Cu₂O-HTM/SiO₂-ETM assisted for synthesis engineering improving efficiency and stability with heterojunction planar perovskite thin-film solar cells

Perovskite solar cells (PSCs) have been made eligible for proficient power conversion efficiency (PCE) by optimizing the perovskite film's morphology, formation, interfaces, and charge collection for increased effectiveness. This paper applied a new method for Cu₂O/methylammonium lead iodide (MAPbI₃)/SiO₂ structure with heterojunction PSCs. This paper developed a novel synthesis engineering method for thin Cu₂O hole-transporting material layer (HTML) and ultrathin SiO₂ electron-transporting material layer (ETML).

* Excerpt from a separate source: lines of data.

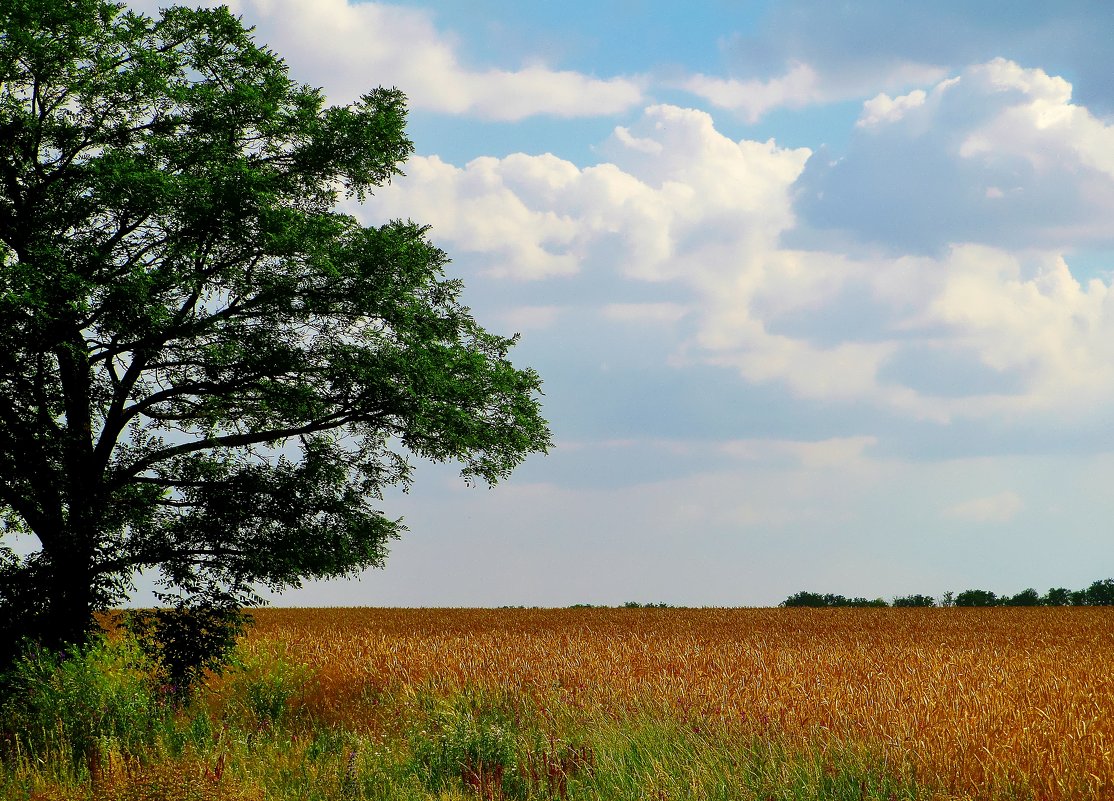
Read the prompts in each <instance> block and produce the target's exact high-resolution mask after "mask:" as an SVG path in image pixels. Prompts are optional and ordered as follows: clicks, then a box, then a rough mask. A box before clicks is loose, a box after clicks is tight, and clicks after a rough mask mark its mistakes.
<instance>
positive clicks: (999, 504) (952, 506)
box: [940, 490, 1025, 522]
mask: <svg viewBox="0 0 1114 801" xmlns="http://www.w3.org/2000/svg"><path fill="white" fill-rule="evenodd" d="M1024 508H1025V501H1024V500H1022V497H1020V496H1019V495H1017V492H1013V491H1008V490H1007V491H1005V492H999V494H998V495H991V496H987V497H985V498H974V499H971V500H966V501H964V502H961V504H955V505H954V506H948V507H945V508H944V509H942V510H941V512H940V514H941V515H942V516H944V517H947V518H950V519H952V520H966V521H969V522H1009V521H1010V520H1013V519H1014V518H1015V517H1016V516H1017V514H1018V512H1019V511H1020V510H1022V509H1024Z"/></svg>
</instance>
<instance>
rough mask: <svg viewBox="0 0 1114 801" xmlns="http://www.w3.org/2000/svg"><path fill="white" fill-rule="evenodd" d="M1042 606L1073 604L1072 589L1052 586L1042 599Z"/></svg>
mask: <svg viewBox="0 0 1114 801" xmlns="http://www.w3.org/2000/svg"><path fill="white" fill-rule="evenodd" d="M1040 604H1042V606H1071V605H1072V590H1071V589H1067V588H1066V587H1051V588H1049V589H1048V592H1047V593H1045V596H1044V597H1043V598H1042V599H1040Z"/></svg>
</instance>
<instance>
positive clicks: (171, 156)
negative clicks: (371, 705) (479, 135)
mask: <svg viewBox="0 0 1114 801" xmlns="http://www.w3.org/2000/svg"><path fill="white" fill-rule="evenodd" d="M404 126H405V101H404V97H403V96H402V94H401V92H399V91H398V90H395V89H383V88H379V89H373V90H371V91H369V92H368V94H367V95H364V96H363V97H361V98H360V99H359V100H356V101H354V102H352V104H349V105H346V106H326V105H325V101H324V98H323V96H322V92H321V91H320V90H317V89H313V88H309V87H304V86H300V85H297V84H296V82H294V81H292V80H291V78H290V76H289V74H287V68H286V66H285V64H284V62H283V61H282V60H281V59H280V58H278V57H277V56H276V55H275V53H273V52H272V51H270V50H267V49H266V48H264V47H262V46H260V45H257V43H256V42H254V41H253V39H252V36H251V33H250V31H247V30H245V28H244V27H243V25H242V23H241V21H240V20H238V19H236V18H235V17H233V16H232V14H231V13H229V12H228V10H227V9H224V8H217V9H198V10H192V9H186V8H169V9H166V10H164V11H162V12H160V13H159V14H158V16H157V17H156V18H148V17H145V16H143V14H138V13H134V12H131V11H127V10H125V8H124V7H123V6H117V4H114V3H110V2H106V1H105V0H72V1H70V2H58V0H17V1H14V2H4V3H0V665H2V664H4V663H9V662H10V661H11V660H12V658H13V656H14V653H16V648H17V644H18V643H19V642H20V641H21V639H23V638H30V639H32V641H36V642H39V643H41V644H42V645H45V646H47V647H50V648H61V647H62V646H65V645H67V644H72V643H80V642H82V641H85V639H86V637H87V636H88V635H89V633H90V632H92V631H94V629H95V628H96V627H97V624H96V619H95V613H96V612H97V610H99V609H106V608H109V607H111V606H114V605H116V604H118V603H119V602H120V600H121V599H124V598H125V597H127V595H128V593H129V592H130V589H131V582H133V577H134V576H135V575H136V573H137V572H139V570H153V569H157V572H158V574H159V575H160V580H162V585H160V587H162V588H160V592H162V593H163V596H162V597H163V599H164V603H166V604H169V605H175V606H177V607H178V612H179V613H180V614H182V615H185V616H187V617H188V616H189V615H193V619H192V622H189V621H187V619H186V617H182V618H178V619H177V621H175V619H172V618H169V617H167V618H163V619H162V621H156V623H157V624H158V625H157V626H155V628H156V629H157V631H158V633H159V634H158V636H159V637H162V638H163V639H166V638H168V637H169V638H170V639H174V638H175V637H177V638H178V639H179V641H180V639H182V638H183V637H184V638H185V639H186V641H188V639H189V637H192V636H194V635H195V634H196V633H197V632H198V631H199V629H198V626H201V627H202V628H204V627H205V626H206V625H209V624H214V625H215V623H217V622H219V621H224V622H226V623H228V624H229V625H233V623H232V621H233V617H234V615H232V614H227V613H234V612H235V610H237V609H238V608H240V607H241V606H242V605H246V604H252V603H255V602H257V600H258V597H257V595H256V593H257V589H258V588H260V587H267V588H270V589H272V590H282V589H285V588H290V587H296V586H299V584H300V583H301V582H302V580H303V579H305V578H319V577H334V576H344V575H351V574H354V573H355V572H359V570H361V569H363V568H367V567H370V566H378V565H381V564H382V563H383V560H384V557H385V555H387V546H388V544H389V543H390V540H391V539H393V538H395V537H397V536H399V534H400V533H401V531H402V530H403V526H402V524H401V521H400V520H397V519H392V518H391V517H390V516H388V515H387V514H385V512H384V511H382V510H381V509H379V508H378V504H379V500H380V498H381V494H382V490H383V489H384V488H385V487H388V486H391V485H402V486H405V485H408V483H409V482H410V480H411V471H412V467H411V461H410V457H412V456H418V457H421V458H428V459H432V460H438V461H447V460H448V461H459V462H461V463H462V466H463V473H465V477H466V479H468V480H472V479H479V480H482V481H486V482H495V481H497V480H499V479H501V478H504V477H505V476H506V475H507V473H508V472H509V471H510V470H511V469H512V468H514V467H515V466H516V465H517V463H519V462H520V461H521V460H522V459H524V458H525V457H526V456H527V455H528V453H530V452H536V451H544V450H546V448H547V447H548V445H549V432H548V428H547V424H546V422H545V420H544V419H543V418H541V417H540V407H539V395H540V380H539V377H538V375H537V374H536V373H535V372H534V371H531V370H528V369H518V368H516V367H514V365H512V364H511V363H510V361H509V360H508V352H509V350H510V349H511V346H512V345H514V342H515V340H514V338H506V336H500V335H496V334H492V333H489V332H487V331H486V330H483V329H482V328H481V326H480V325H479V324H478V323H477V322H476V320H475V319H473V318H472V316H471V314H470V312H469V310H468V309H467V307H466V306H465V305H462V303H461V302H460V292H461V285H460V283H459V282H457V281H453V280H449V279H447V277H446V275H444V266H446V264H447V262H448V258H447V256H446V254H444V253H443V252H442V251H440V250H439V248H438V247H436V246H434V245H433V244H432V243H431V242H430V240H429V237H428V235H427V229H426V228H424V227H422V226H420V225H418V224H414V223H411V222H398V221H395V222H385V224H383V225H379V226H365V225H362V224H361V223H359V222H358V221H356V219H355V218H354V217H352V216H350V215H346V214H342V213H339V212H338V211H336V204H338V202H339V201H340V199H341V198H342V197H355V198H358V199H359V198H362V197H364V196H365V195H367V194H368V193H370V192H371V191H373V189H374V188H375V187H379V186H382V185H384V184H387V183H389V182H390V180H391V178H392V177H394V176H397V175H399V174H400V165H401V163H402V162H403V160H404V159H405V158H407V157H408V156H409V155H410V154H411V152H412V149H413V146H412V144H411V141H410V140H409V139H408V138H407V136H405V131H404ZM12 535H23V537H26V539H25V541H31V543H36V544H37V546H38V547H37V548H31V550H32V553H30V554H29V555H28V554H26V553H17V551H16V550H14V549H13V548H12V547H10V545H11V536H12ZM23 550H25V551H26V549H23ZM195 602H196V603H195ZM179 624H182V625H179ZM187 624H188V625H187ZM175 626H177V628H175ZM217 627H219V626H217ZM150 631H153V632H154V631H155V629H150ZM175 633H176V634H175ZM211 634H213V633H212V632H211ZM153 636H154V635H153ZM213 636H216V635H215V634H213ZM205 637H206V638H209V635H205ZM217 639H218V638H217ZM179 645H180V643H179ZM216 651H219V648H218V647H217V648H216ZM179 657H180V653H179V655H178V656H175V655H167V656H166V660H167V661H166V662H165V664H166V665H169V667H168V670H172V671H177V672H182V671H187V668H185V667H184V666H180V665H179ZM202 658H203V660H204V658H205V657H204V656H203V657H202ZM187 672H188V671H187ZM183 675H185V674H183Z"/></svg>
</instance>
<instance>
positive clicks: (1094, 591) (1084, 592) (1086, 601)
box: [1083, 578, 1114, 606]
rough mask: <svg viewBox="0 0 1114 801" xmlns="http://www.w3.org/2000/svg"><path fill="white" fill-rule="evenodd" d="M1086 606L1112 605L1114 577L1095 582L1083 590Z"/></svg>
mask: <svg viewBox="0 0 1114 801" xmlns="http://www.w3.org/2000/svg"><path fill="white" fill-rule="evenodd" d="M1083 603H1084V604H1085V605H1086V606H1114V578H1105V579H1103V580H1101V582H1095V583H1094V584H1092V585H1091V586H1089V587H1087V589H1086V590H1085V592H1084V595H1083Z"/></svg>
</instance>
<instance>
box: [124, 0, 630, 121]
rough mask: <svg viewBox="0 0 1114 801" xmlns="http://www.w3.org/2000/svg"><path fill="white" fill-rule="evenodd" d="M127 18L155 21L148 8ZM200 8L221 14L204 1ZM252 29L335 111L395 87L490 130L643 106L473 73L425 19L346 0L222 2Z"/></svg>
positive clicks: (438, 30) (569, 80)
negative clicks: (206, 9) (333, 102)
mask: <svg viewBox="0 0 1114 801" xmlns="http://www.w3.org/2000/svg"><path fill="white" fill-rule="evenodd" d="M130 4H131V7H133V8H137V9H141V10H144V11H145V12H147V13H154V12H156V11H157V8H156V6H157V3H153V2H149V0H143V1H134V2H131V3H130ZM203 4H218V3H216V2H213V1H211V0H206V1H205V2H204V3H203ZM219 4H227V6H228V7H229V8H231V10H232V11H233V13H236V14H242V16H243V17H244V19H245V22H246V23H247V25H252V26H255V29H256V40H257V41H260V42H263V43H266V45H267V46H268V47H271V48H272V49H274V50H275V51H276V52H277V53H280V55H281V56H282V57H283V58H284V59H285V60H286V61H287V62H289V64H290V65H291V68H292V70H291V71H292V74H293V75H294V77H295V78H296V79H297V80H300V81H303V82H306V84H310V85H312V86H320V87H324V89H325V92H326V94H328V96H329V98H330V100H331V101H332V102H350V101H352V100H354V99H356V98H358V97H359V96H360V95H362V94H364V92H367V91H368V90H369V89H371V88H373V87H375V86H395V87H398V88H399V89H401V90H402V91H403V92H405V95H407V97H408V99H409V101H410V107H411V108H414V109H424V110H430V111H440V113H443V114H453V115H470V116H476V117H480V118H483V119H490V120H518V119H522V118H525V117H530V116H534V115H550V116H556V117H588V116H597V115H610V114H616V113H620V111H624V110H627V109H629V108H632V107H634V106H637V105H638V104H639V102H641V101H642V99H643V84H644V80H643V79H641V78H632V77H613V78H596V77H594V76H588V75H584V74H580V72H576V71H571V70H555V69H550V68H548V67H546V66H544V65H524V66H520V67H519V68H517V69H505V68H495V67H491V68H486V69H485V68H472V67H468V66H466V65H463V64H461V62H460V59H459V57H458V55H457V51H456V48H455V46H453V42H452V39H451V37H449V36H447V35H444V33H442V32H441V31H439V30H438V29H437V27H436V26H434V20H433V16H432V13H431V12H429V11H427V10H423V9H414V8H409V7H407V6H395V4H389V3H381V2H352V1H351V0H314V2H305V1H304V0H228V2H221V3H219Z"/></svg>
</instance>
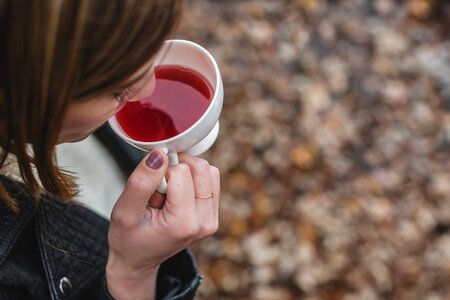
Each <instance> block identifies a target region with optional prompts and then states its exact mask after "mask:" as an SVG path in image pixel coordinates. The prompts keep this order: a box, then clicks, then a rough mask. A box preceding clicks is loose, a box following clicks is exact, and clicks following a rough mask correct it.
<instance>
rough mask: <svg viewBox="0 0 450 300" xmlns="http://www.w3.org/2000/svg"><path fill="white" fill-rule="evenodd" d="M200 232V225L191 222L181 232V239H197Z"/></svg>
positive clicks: (185, 226) (194, 222)
mask: <svg viewBox="0 0 450 300" xmlns="http://www.w3.org/2000/svg"><path fill="white" fill-rule="evenodd" d="M199 232H200V225H199V224H198V222H189V223H188V224H185V226H184V228H183V230H180V231H179V234H180V236H179V237H180V238H181V239H192V238H194V237H196V236H197V235H198V234H199Z"/></svg>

Cu₂O HTML and SiO₂ ETML could improve the PCE and carrier charge for recombination and recollection. The architecture includes a reduced film thickness by hetero-contact synthesis engineering, which resulted in an impactful enhancement of open-circuit voltage (Voc). The stable Voc effect was induced by constructing the interfilm of Cu₂O and SiO₂ between the main CH₃NH₃PbI₃ layers, which transported electrons/electron holes, resulting in an excellent PCE of 18.4%. The fabrication showed that inorganic materials can be applied for the potential interfacial engineering of perovskite-based solar cells.